Psychiatric Research, Merck Sharp & Dohme Corp., West Point, Pennsylvania, USA.
ACS Chem Neurosci. 2012 Feb 15;3(2):129-40. doi: 10.1021/cn200109w. Epub 2011 Nov 14.
Reduced dopamine neurotransmission in the prefrontal cortex has been implicated as causal for the negative symptoms and cognitive deficit associated with schizophrenia; thus, a compound which selectively enhances dopamine neurotransmission in the prefrontal cortex may have therapeutic potential. Inhibition of catechol-O-methyltransferase (COMT, EC 2.1.1.6) offers a unique advantage, since this enzyme is the primary mechanism for the elimination of dopamine in cortical areas. Since membrane bound COMT (MB-COMT) is the predominant isoform in human brain, a high throughput screen (HTS) to identify novel MB-COMT specific inhibitors was completed. Subsequent optimization led to the identification of novel, non-nitrocatechol COMT inhibitors, some of which interact specifically with MB-COMT. Compounds were characterized for in vitro efficacy versus human and rat MB and soluble (S)-COMT. Select compounds were administered to male Wistar rats, and ex vivo COMT activity, compound levels in plasma and cerebrospinal fluid (CSF), and CSF dopamine metabolite levels were determined as measures of preclinical efficacy. Finally, novel non-nitrocatechol COMT inhibitors displayed less potent uncoupling of the mitochondrial membrane potential (MMP) compared to tolcapone as well as nonhepatotoxic entacapone, thus mitigating the risk of hepatotoxicity.

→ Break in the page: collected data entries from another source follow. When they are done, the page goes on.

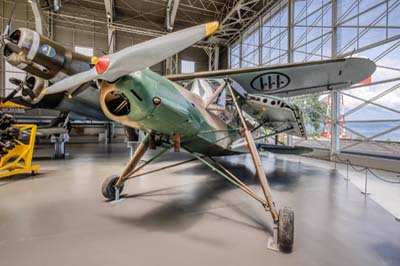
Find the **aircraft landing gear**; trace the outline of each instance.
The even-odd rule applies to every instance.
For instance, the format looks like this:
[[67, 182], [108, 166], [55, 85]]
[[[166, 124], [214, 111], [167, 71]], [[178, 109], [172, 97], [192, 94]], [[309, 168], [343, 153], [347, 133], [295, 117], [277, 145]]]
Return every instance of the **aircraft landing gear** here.
[[104, 180], [103, 185], [101, 187], [101, 192], [103, 196], [109, 200], [115, 200], [119, 196], [119, 194], [122, 192], [124, 189], [124, 184], [118, 188], [115, 186], [119, 179], [119, 176], [117, 175], [112, 175], [106, 178]]
[[[163, 155], [165, 152], [167, 152], [171, 147], [166, 146], [163, 150], [161, 150], [159, 153], [154, 155], [151, 159], [144, 161], [143, 164], [138, 164], [141, 162], [141, 158], [145, 154], [147, 148], [149, 147], [149, 140], [150, 140], [150, 134], [147, 134], [146, 137], [140, 142], [138, 147], [136, 148], [135, 153], [133, 154], [132, 158], [129, 160], [127, 166], [125, 167], [124, 171], [120, 176], [113, 175], [108, 177], [106, 180], [104, 180], [103, 185], [102, 185], [102, 194], [105, 198], [109, 200], [119, 200], [119, 196], [124, 188], [124, 183], [128, 179], [132, 179], [138, 176], [142, 176], [147, 173], [142, 173], [142, 174], [136, 174], [140, 169], [142, 169], [144, 166], [148, 165], [161, 155]], [[182, 163], [177, 163], [173, 164], [171, 166], [166, 166], [162, 167], [160, 169], [152, 170], [150, 172], [156, 172], [162, 169], [166, 169], [169, 167], [177, 166]]]
[[294, 240], [294, 212], [288, 207], [279, 210], [278, 245], [282, 250], [290, 250]]
[[139, 163], [140, 159], [146, 152], [149, 146], [149, 134], [142, 140], [142, 142], [137, 147], [132, 158], [129, 160], [125, 170], [120, 176], [110, 176], [104, 180], [102, 185], [102, 194], [105, 198], [109, 200], [119, 199], [119, 195], [122, 192], [125, 181], [136, 171], [138, 171], [142, 166], [135, 169], [136, 165]]
[[[217, 172], [222, 177], [226, 178], [233, 185], [237, 186], [247, 195], [257, 200], [265, 208], [266, 211], [271, 212], [273, 216], [273, 211], [271, 208], [275, 209], [275, 204], [269, 205], [267, 199], [264, 199], [257, 195], [257, 193], [243, 183], [240, 178], [235, 176], [232, 172], [226, 169], [222, 164], [215, 161], [211, 157], [204, 157], [196, 153], [192, 155], [198, 159], [200, 162], [204, 163], [206, 166], [210, 167], [211, 170]], [[263, 185], [261, 185], [262, 187]], [[269, 207], [271, 206], [271, 207]], [[284, 207], [279, 210], [276, 220], [274, 219], [274, 232], [273, 236], [268, 239], [267, 247], [268, 249], [274, 251], [291, 251], [294, 241], [294, 212], [288, 207]]]

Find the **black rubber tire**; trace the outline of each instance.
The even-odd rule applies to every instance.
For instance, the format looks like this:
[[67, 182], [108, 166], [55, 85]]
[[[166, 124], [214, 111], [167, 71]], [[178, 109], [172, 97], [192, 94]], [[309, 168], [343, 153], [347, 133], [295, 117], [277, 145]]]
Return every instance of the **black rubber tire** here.
[[291, 250], [294, 242], [294, 212], [285, 207], [279, 210], [278, 244], [281, 249]]
[[[101, 186], [101, 192], [106, 199], [114, 200], [115, 199], [115, 183], [117, 183], [119, 176], [112, 175], [104, 180], [103, 185]], [[124, 189], [124, 185], [119, 188], [119, 193]]]

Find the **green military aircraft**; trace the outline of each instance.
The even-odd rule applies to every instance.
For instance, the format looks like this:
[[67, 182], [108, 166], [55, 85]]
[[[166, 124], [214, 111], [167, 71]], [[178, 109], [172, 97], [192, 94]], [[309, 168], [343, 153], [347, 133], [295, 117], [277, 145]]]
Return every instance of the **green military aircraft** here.
[[[144, 175], [139, 170], [145, 165], [172, 148], [183, 148], [259, 201], [275, 224], [271, 247], [290, 249], [294, 213], [287, 207], [276, 208], [252, 133], [260, 128], [272, 130], [257, 140], [282, 132], [305, 137], [301, 110], [287, 97], [349, 87], [370, 76], [375, 64], [363, 58], [343, 58], [171, 76], [160, 76], [148, 68], [217, 28], [218, 23], [211, 22], [93, 58], [31, 30], [18, 29], [5, 38], [4, 54], [11, 64], [52, 82], [47, 88], [35, 87], [34, 95], [26, 96], [34, 104], [54, 95], [74, 96], [70, 102], [87, 97], [108, 119], [147, 133], [122, 173], [104, 181], [104, 197], [119, 199], [125, 182]], [[93, 81], [98, 89], [93, 88]], [[87, 90], [91, 93], [82, 96]], [[161, 151], [139, 164], [146, 150], [157, 146]], [[251, 154], [263, 197], [213, 158], [240, 153]]]

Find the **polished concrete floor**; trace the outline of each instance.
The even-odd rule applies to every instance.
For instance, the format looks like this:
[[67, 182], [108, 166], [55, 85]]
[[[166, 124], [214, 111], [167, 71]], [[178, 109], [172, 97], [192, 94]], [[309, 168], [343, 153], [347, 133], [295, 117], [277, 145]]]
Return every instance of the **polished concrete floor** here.
[[[400, 223], [318, 161], [263, 155], [276, 204], [295, 210], [294, 249], [277, 253], [269, 213], [199, 162], [128, 181], [110, 203], [100, 188], [123, 144], [70, 145], [64, 161], [50, 149], [39, 175], [0, 181], [0, 265], [400, 265]], [[249, 156], [223, 163], [261, 192]]]

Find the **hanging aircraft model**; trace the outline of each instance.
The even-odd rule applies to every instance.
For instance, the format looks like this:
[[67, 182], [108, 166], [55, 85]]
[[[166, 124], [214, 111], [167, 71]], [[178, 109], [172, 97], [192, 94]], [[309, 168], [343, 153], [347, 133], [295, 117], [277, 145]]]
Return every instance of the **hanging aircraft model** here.
[[[57, 98], [75, 110], [79, 106], [73, 102], [81, 97], [94, 107], [98, 104], [110, 120], [147, 133], [122, 173], [104, 181], [104, 197], [119, 199], [127, 180], [146, 174], [138, 172], [145, 165], [172, 148], [183, 148], [259, 201], [271, 213], [275, 244], [290, 249], [294, 212], [286, 207], [278, 211], [252, 133], [268, 128], [273, 130], [271, 135], [286, 132], [305, 137], [301, 111], [282, 97], [349, 87], [370, 76], [375, 64], [348, 58], [164, 77], [148, 69], [217, 28], [218, 22], [211, 22], [92, 58], [20, 28], [3, 36], [4, 56], [40, 81], [31, 86], [32, 93], [25, 93], [32, 105]], [[93, 88], [93, 81], [98, 89]], [[183, 81], [189, 81], [186, 87], [176, 83]], [[47, 82], [52, 85], [43, 85]], [[161, 151], [138, 165], [146, 150], [157, 146]], [[263, 197], [213, 158], [241, 153], [251, 154]]]

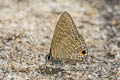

前额叶皮层中多巴胺神经递质的传递减少被认为是与精神分裂症相关的阴性症状和认知缺陷的原因;因此,选择性增强前额叶皮层中多巴胺神经递质传递的化合物可能具有治疗潜力。抑制儿茶酚-O-甲基转移酶(COMT,EC 2.1.1.6)提供了一个独特的优势,因为这种酶是皮质区域中多巴胺消除的主要机制。由于膜结合 COMT(MB-COMT)是人类大脑中的主要同工酶,因此完成了高通量筛选(HTS)以鉴定新型 MB-COMT 特异性抑制剂。随后的优化导致了新型非硝基儿茶酚 COMT 抑制剂的鉴定,其中一些与 MB-COMT 特异性相互作用。对化合物进行了体外对人和大鼠 MB 以及可溶性(S)-COMT 的功效特征分析。选择的化合物被施用于雄性 Wistar 大鼠,并测定了离体 COMT 活性、血浆和脑脊液(CSF)中的化合物水平以及 CSF 多巴胺代谢物水平,作为临床前功效的衡量标准。最后,与托卡朋相比,新型非硝基儿茶酚 COMT 抑制剂显示出较弱的线粒体膜电位(MMP)解偶联作用,以及非肝毒性恩他卡朋,从而降低了肝毒性的风险。